Yes, i have successfully converted my annotation file from .XML to ms coco .json but when I try using a single image in the pipeline it gives me black and white patches in the batch, so how can I load the .scn image in fastai pipeline properly?
This is the o/p that I get after loading the image to see if it gets loaded properly or not:

I have cropped the image, but the bottom part of the image contains the slide and the boxes are being shown at the top most region.
I might have not done the conversion properly, I used my own code to convert . XML annotation to .json format.
Also @VDM the above tool uses qupath in between does anyone know how to properly convert the. XML aperio annotation to .json COCO file?
This is the conversion code that i used:
def to_coco(self) -> dict:
labels = sorted(self._labels())
label_to_id = {l: i for i, l in enumerate(labels)}
imageid_to_id = {n: i for i, n in enumerate(self.image_ids)}
annotations = []
for annotation in tqdm(self, desc="Saving"):
for idx, box in enumerate(annotation.boxes):
box_annotation = {
#"iscrowd": 0, "ignore": 0,
"image_id": imageid_to_id[annotation.image_id],
"bbox": box.ltrb,
"category_id": label_to_id[box.label],
"id": idx}
if box.is_detection:
box_annotation["score"] = box.confidence
annotations.append(box_annotation)
images = [{
"id": imageid_to_id[a.image_id],
"file_name": a.image_id,
"width": a.image_width,
"height": a.image_height} for a in self]
#categories = [{"supercategory": "none", "id": label_to_id[l], "name": l} for l in labels]
categories = [{"id": label_to_id[l], "name": l} for l in labels]
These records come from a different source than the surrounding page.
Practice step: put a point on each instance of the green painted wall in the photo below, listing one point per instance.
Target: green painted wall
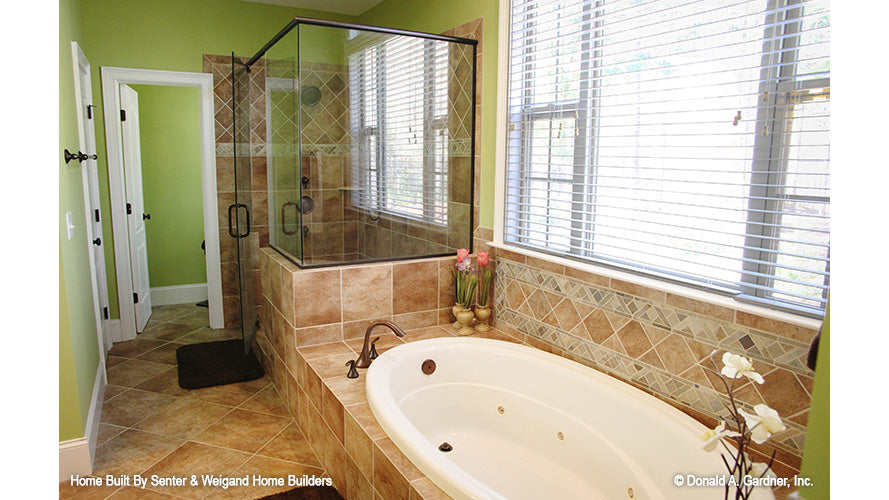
(170, 140)
(816, 458)
(78, 344)
(440, 16)
(170, 35)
return {"images": images, "annotations": annotations, "categories": categories}
def save_coco(self, path: Path):
if path.suffix == "":
path = path.with_suffix(".json")
assert path.suffix == ".json"
content = json.dumps(self.to_coco(), allow_nan=False)
path.write_text(content)
def from_aperio(
file_path: Path,
image_size: "tuple[int, int]",
image_extension: str = ".scn"
) -> "Annotation":
with file_path.open() as f:
root = et.parse(f).getroot()
image_id = file_path.with_suffix(image_extension).name
annotation = root.find("Annotation")
regions = annotation.findall("Regions/Region")
boxes = [BoundingBox.from_aperio(r) for r in regions]
return Annotation(image_id, image_size, boxes)
def from_aperio(node: et.Element) -> "BoundingBox":
label = node.attrib["Text"]
typean=node.attrib["Type"]
if typean=="2":
p1, p2 = node.findall("Vertices/Vertex")
xmin, ymin = min(int(p1.attrib["X"]), int(p2.attrib["X"])), min(int(p1.attrib["Y"]), int(p2.attrib["Y"]))
xmax, ymax = max(int(p1.attrib["X"]), int(p2.attrib["X"])),max(int(p1.attrib["Y"]), int(p2.attrib["Y"]))
elif typean=="1":
p1, p2, p3, p4 = node.findall("Vertices/Vertex")
xmin, ymin = min(int(p1.attrib["X"]),int(p2.attrib["X"]),int(p3.attrib["X"]),int(p4.attrib["X"])),min(int(p1.attrib["Y"]),int(p2.attrib["Y"]),int(p3.attrib["Y"]),int(p4.attrib["Y"]))
xmax, ymax = max(int(p1.attrib["X"]),int(p2.attrib["X"]),int(p3.attrib["X"]),int(p4.attrib["X"])),max(int(p1.attrib["Y"]),int(p2.attrib["Y"]),int(p3.attrib["Y"]),int(p4.attrib["Y"]))
print(xmin, ymin, xmax, ymax)
return BoundingBox(label, xmin, ymin, xmax, ymax)
Can anyone tell me how can I change the following code so that bboxes annotations are contained within the boundaries of the slide, not the whitespace padded onto image?